I mean I would wait for Sony to say such things.
And no, the 23M FY has been there for more than a year and considering how they are hitting all their FY targets, chip production is procured a year in advance, I'm not going to expect big changes at all unless explicitly said to shareholders.

If getting outsold 2 to 1 by the Nintendo Switch during Black Friday week, and outsold 3 to 1 by the Switch the week after (while selling less than 2,000 units in all of Japan the same week) is "hitting all their FY targets", that should tell you something about what to expect during another supply constrained year.  As the newcomer on the market in its 2nd holiday in 2018, the Switch was within a few hundred thousand of PS4 during Black Friday, and separated by less than a hundred thousand the week after, and then overtook the PS4 every week by a significant margin for the remainder of the year.  That's what you would have expected the PS5 to be doing right now if there were no supply issues.   Going back to the PS4's 2nd holiday in 2014, it was selling an average of 725,778/week throughout December.  The PS5 averaged 413,429/week so far this month.  That's over 300,000 behind per week so far this month.  So again, I would temper your expectation regarding 2022 being a record setting year for PlayStation.  I don't base this on demand, or what Sony hopes, but on the realism of the Global Supply Chain Crisis and the Semiconductor Shortage.

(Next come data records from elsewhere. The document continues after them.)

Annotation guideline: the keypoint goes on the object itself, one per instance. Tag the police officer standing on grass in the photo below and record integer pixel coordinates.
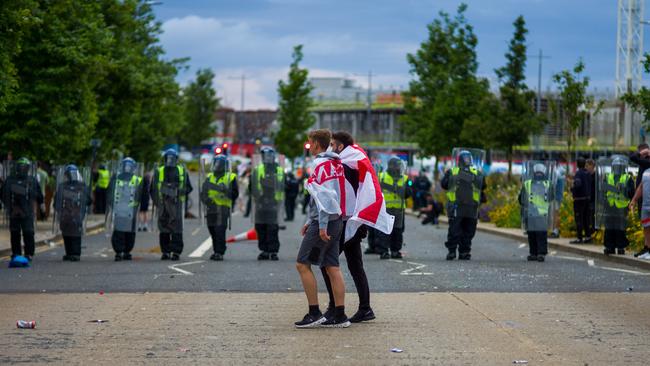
(267, 181)
(219, 193)
(396, 187)
(465, 186)
(169, 190)
(20, 193)
(124, 196)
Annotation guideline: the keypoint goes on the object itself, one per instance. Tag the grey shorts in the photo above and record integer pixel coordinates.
(316, 252)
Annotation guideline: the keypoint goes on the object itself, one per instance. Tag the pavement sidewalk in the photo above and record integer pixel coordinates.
(43, 234)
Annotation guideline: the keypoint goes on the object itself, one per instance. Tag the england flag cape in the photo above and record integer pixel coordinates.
(326, 184)
(367, 207)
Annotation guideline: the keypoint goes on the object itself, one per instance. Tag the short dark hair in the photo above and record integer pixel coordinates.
(343, 137)
(322, 137)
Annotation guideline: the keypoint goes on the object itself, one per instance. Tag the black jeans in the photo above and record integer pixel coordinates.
(267, 237)
(615, 239)
(460, 234)
(538, 242)
(582, 213)
(72, 245)
(171, 243)
(354, 257)
(123, 241)
(26, 226)
(218, 234)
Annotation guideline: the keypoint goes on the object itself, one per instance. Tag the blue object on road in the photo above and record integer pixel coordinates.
(19, 262)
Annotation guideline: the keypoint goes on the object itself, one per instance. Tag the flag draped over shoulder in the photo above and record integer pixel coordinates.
(368, 206)
(326, 184)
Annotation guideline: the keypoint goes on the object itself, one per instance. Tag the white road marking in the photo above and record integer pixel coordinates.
(200, 251)
(174, 267)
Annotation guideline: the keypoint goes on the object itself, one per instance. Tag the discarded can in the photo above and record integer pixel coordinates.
(24, 324)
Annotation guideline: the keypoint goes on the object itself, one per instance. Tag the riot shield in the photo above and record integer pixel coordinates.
(168, 191)
(393, 182)
(71, 201)
(539, 183)
(267, 187)
(123, 199)
(217, 192)
(19, 191)
(612, 179)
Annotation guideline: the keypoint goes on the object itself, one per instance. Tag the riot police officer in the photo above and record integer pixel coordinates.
(124, 195)
(169, 191)
(465, 185)
(395, 185)
(219, 193)
(267, 181)
(71, 203)
(20, 191)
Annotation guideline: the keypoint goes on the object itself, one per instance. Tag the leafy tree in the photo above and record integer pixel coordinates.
(640, 101)
(515, 120)
(293, 114)
(574, 103)
(445, 102)
(199, 103)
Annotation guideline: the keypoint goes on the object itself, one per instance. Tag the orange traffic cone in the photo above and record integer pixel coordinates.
(249, 235)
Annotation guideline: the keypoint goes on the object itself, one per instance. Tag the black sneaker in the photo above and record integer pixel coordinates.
(310, 321)
(362, 315)
(336, 322)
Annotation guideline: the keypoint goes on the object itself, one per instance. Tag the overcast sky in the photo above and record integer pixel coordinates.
(351, 37)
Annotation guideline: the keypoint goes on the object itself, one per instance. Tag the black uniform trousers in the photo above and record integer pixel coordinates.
(460, 234)
(392, 241)
(537, 242)
(26, 226)
(123, 241)
(171, 242)
(615, 239)
(354, 257)
(218, 234)
(582, 212)
(72, 245)
(267, 237)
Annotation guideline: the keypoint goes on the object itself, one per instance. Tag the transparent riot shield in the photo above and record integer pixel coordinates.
(267, 187)
(393, 182)
(465, 182)
(169, 194)
(19, 191)
(71, 201)
(216, 192)
(612, 193)
(123, 199)
(539, 184)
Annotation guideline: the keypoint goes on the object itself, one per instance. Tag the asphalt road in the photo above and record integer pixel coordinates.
(497, 265)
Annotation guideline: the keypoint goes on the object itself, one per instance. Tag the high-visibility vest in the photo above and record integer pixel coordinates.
(537, 200)
(261, 173)
(181, 179)
(476, 189)
(615, 195)
(133, 182)
(220, 198)
(104, 178)
(389, 188)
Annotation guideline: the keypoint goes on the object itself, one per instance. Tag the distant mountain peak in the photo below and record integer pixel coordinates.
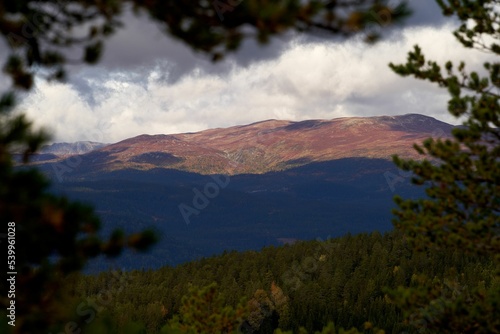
(265, 146)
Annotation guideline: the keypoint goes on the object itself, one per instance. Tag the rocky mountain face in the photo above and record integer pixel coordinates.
(265, 146)
(66, 149)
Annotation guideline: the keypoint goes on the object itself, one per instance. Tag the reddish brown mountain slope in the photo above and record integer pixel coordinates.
(271, 145)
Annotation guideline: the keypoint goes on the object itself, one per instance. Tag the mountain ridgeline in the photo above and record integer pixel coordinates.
(246, 187)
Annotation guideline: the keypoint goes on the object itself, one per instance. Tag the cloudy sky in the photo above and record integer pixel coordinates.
(149, 83)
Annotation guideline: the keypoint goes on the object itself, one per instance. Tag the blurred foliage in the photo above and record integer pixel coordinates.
(54, 237)
(47, 33)
(344, 281)
(462, 176)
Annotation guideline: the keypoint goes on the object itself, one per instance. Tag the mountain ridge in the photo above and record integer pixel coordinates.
(269, 145)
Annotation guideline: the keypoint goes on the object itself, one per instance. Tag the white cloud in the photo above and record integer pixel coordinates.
(308, 80)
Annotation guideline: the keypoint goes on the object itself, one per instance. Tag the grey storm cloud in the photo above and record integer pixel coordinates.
(149, 83)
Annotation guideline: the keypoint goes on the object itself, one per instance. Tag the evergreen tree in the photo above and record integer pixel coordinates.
(462, 209)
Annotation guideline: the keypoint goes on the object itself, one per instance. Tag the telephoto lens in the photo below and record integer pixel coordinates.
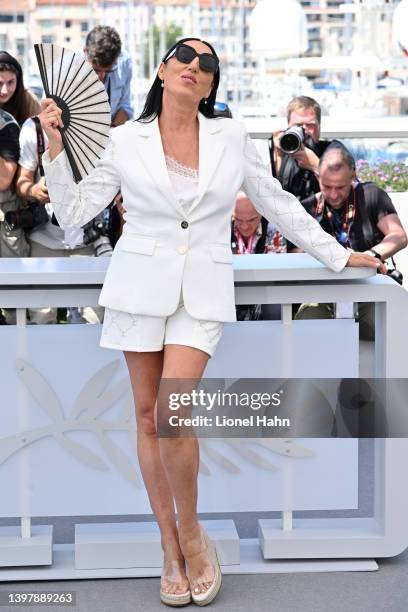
(292, 139)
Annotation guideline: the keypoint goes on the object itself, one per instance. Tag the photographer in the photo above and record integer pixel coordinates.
(250, 234)
(45, 237)
(13, 242)
(295, 159)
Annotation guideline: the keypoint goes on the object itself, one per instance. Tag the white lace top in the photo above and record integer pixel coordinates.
(184, 181)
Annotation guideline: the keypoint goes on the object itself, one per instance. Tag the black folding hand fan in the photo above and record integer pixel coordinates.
(70, 81)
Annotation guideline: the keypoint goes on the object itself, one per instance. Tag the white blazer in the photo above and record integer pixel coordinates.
(161, 251)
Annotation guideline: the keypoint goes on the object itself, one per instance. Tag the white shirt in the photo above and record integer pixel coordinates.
(48, 235)
(184, 181)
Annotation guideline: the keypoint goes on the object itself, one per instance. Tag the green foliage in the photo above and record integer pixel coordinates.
(390, 176)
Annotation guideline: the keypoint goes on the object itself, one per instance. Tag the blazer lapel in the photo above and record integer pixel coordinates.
(211, 148)
(152, 156)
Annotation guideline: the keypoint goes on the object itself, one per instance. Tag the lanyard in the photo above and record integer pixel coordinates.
(348, 220)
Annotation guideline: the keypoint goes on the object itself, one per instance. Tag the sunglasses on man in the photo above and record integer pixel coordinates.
(185, 54)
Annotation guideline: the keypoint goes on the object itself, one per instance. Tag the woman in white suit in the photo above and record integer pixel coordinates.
(169, 286)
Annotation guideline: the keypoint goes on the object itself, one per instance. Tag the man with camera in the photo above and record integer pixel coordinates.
(251, 233)
(37, 220)
(13, 242)
(113, 65)
(361, 216)
(295, 152)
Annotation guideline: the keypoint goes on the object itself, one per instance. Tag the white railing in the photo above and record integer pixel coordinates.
(387, 127)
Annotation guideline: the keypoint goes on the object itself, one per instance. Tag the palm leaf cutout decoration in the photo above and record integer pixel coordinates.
(71, 82)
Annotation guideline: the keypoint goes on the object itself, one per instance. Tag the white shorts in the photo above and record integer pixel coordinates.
(134, 332)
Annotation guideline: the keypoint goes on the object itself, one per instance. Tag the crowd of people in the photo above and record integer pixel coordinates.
(321, 174)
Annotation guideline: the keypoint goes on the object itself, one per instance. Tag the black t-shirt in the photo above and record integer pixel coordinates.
(9, 133)
(302, 183)
(372, 204)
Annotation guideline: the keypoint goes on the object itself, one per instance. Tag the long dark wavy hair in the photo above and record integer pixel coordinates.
(154, 98)
(17, 105)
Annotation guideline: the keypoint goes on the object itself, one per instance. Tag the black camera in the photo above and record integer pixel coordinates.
(96, 232)
(27, 217)
(292, 139)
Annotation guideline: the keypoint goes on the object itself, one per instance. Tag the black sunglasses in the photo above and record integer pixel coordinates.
(185, 54)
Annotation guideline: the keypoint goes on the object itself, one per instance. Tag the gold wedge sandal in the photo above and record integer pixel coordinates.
(175, 599)
(202, 599)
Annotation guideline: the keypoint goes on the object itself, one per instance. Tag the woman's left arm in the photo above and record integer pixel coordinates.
(285, 210)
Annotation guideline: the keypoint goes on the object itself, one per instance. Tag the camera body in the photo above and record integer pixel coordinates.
(26, 217)
(292, 139)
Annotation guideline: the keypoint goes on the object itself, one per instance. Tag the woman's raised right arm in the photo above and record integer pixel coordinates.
(75, 204)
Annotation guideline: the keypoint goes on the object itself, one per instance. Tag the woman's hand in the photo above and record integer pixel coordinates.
(50, 119)
(363, 260)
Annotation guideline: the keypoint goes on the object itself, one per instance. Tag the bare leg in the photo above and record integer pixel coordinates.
(180, 457)
(145, 370)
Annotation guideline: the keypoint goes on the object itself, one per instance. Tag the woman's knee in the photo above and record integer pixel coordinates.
(145, 416)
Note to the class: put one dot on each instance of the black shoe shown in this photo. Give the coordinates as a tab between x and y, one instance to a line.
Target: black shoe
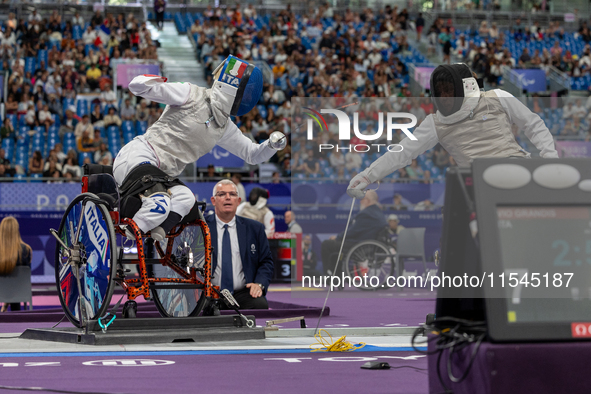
212	309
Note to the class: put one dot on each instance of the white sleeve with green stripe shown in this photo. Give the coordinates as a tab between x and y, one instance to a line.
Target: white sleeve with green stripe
155	88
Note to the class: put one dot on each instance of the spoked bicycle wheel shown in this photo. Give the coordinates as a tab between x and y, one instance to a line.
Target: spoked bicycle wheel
371	258
188	253
89	226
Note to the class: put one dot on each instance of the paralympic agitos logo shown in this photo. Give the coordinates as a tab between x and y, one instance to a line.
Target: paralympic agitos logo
391	120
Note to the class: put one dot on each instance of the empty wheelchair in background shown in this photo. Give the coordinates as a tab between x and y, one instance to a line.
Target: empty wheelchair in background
381	259
90	258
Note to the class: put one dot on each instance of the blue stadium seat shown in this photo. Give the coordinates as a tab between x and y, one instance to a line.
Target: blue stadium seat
82	156
82	108
14	119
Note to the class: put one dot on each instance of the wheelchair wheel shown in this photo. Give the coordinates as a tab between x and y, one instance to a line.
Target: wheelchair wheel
371	258
188	252
89	226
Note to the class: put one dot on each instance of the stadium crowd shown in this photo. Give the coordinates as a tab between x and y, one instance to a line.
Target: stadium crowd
319	54
61	110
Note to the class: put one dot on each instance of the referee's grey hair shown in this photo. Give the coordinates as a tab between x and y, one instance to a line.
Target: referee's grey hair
224	182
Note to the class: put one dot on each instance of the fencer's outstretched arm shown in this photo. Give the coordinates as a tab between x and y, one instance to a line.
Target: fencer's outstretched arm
238	144
155	88
534	127
389	162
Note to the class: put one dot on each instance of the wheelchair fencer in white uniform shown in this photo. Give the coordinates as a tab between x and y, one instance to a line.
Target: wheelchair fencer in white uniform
194	121
469	124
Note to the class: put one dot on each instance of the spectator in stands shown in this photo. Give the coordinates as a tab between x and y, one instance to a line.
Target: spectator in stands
92	76
276	178
83	126
5	163
13	252
556	50
524	59
34	16
159	9
96	117
45	117
71	167
86	142
36	163
51	166
142	112
127	110
103	155
59	151
83	86
419	25
77	20
11	22
108	96
394	229
97	139
55	105
11	105
568	110
30	116
39	94
112	118
7	130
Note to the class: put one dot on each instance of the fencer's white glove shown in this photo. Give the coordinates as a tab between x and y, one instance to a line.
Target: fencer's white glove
357	186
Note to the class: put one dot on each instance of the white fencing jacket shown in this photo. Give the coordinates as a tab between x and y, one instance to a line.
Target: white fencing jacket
194	121
486	134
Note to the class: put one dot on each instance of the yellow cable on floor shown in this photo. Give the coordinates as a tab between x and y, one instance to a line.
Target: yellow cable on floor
340	345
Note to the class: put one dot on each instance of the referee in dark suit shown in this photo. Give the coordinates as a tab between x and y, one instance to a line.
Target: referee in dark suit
242	260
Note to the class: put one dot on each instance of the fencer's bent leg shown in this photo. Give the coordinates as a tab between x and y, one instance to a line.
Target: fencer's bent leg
182	200
154	211
134	153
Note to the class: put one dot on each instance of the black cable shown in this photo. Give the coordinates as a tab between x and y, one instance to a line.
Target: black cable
439	374
408	366
56	324
51	390
472	358
451	335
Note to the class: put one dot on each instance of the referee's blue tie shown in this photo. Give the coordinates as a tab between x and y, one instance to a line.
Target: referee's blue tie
227	273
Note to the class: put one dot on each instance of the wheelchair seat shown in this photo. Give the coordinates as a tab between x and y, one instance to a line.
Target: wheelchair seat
106	188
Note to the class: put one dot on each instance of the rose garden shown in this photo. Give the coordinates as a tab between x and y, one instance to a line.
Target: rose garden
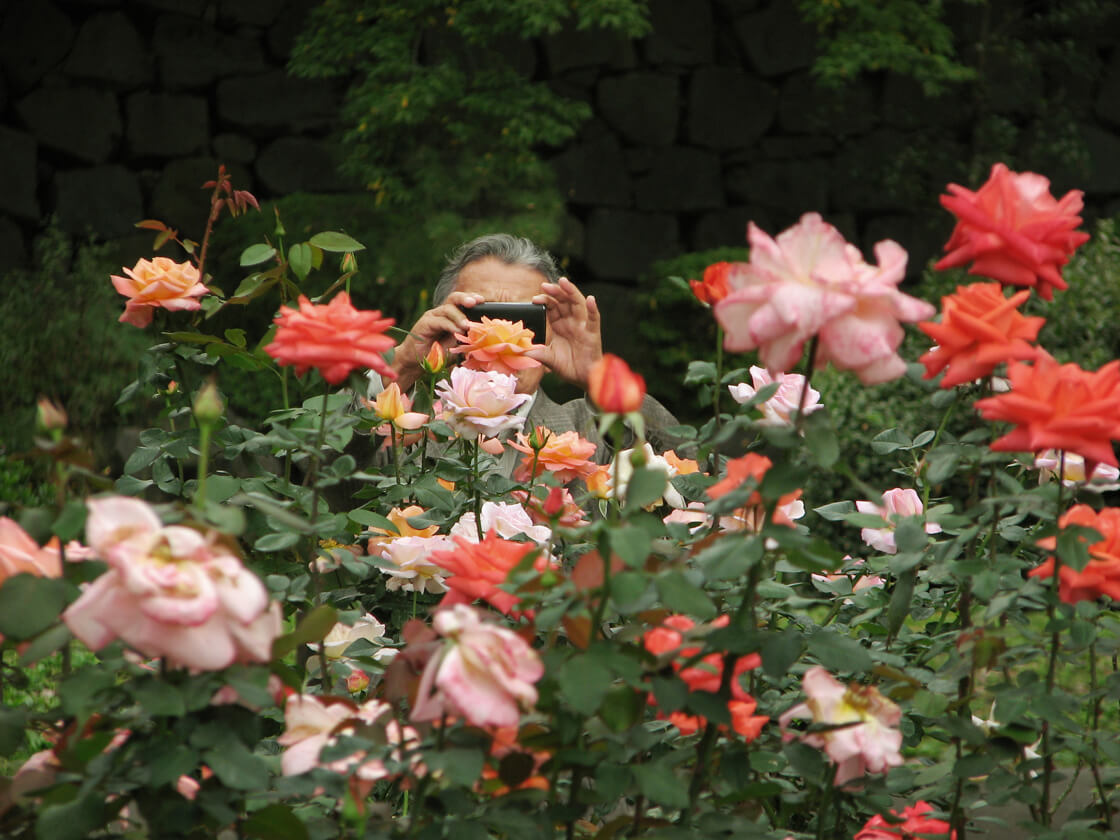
254	632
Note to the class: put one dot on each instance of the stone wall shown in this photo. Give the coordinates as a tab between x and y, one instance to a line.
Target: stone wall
118	111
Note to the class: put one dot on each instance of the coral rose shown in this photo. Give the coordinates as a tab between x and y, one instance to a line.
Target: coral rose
705	675
566	456
170	591
869	743
481	402
478	568
1101	575
158	282
334	338
979	329
484	673
1058	407
896	502
497	345
614	386
912	824
810	282
1014	231
714	287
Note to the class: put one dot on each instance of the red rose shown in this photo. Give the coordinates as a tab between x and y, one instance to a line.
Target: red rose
979	329
1060	407
1014	231
334	338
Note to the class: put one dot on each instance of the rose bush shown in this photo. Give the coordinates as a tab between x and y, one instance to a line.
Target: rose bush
285	631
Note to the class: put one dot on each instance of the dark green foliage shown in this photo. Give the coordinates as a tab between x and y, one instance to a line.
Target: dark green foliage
59	337
444	118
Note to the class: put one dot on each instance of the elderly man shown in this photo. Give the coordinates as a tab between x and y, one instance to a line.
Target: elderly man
511	269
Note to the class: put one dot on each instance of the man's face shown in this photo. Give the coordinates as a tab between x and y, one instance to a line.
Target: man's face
500	282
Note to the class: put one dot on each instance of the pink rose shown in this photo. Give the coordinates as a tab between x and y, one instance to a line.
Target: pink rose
481	402
896	502
507	520
170	591
158	282
870	743
810	282
314	722
485	673
778	409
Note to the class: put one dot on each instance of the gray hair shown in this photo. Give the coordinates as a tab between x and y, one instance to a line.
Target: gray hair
509	249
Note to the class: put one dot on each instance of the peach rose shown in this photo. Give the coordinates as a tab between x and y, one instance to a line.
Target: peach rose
158	282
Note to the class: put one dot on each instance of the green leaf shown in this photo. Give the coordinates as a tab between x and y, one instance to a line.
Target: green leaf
336	242
660	784
299	260
313	627
73	820
274	822
680	595
236	767
585	681
12	729
277	541
839	653
255	254
645	487
632	544
159	699
29	605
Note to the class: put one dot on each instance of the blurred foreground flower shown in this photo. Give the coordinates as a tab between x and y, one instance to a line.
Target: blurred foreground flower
1014	231
497	345
158	282
811	282
614	386
979	329
484	673
864	736
913	824
896	502
778	409
334	338
1101	575
1058	407
170	591
481	402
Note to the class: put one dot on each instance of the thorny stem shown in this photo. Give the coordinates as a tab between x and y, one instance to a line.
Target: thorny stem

  • it is but chip procurements are sorted a year in advance, so if something has changed Sony will immediately notify investors in the nearest quarter meeting.
  • Your second paragraph makes no sense. SW is estimated by Nintendo to be 24M this FY, PS5 is 16M so it was expected to get outsold in its first full year. Next FY PS5 is 23M, SW will be a decline (it declined 14% this year) so PS5 is expected to outsell SW next year lol
  • can things change? Yes, and we will know next Q. Only Sony knows how its chip orders are doing.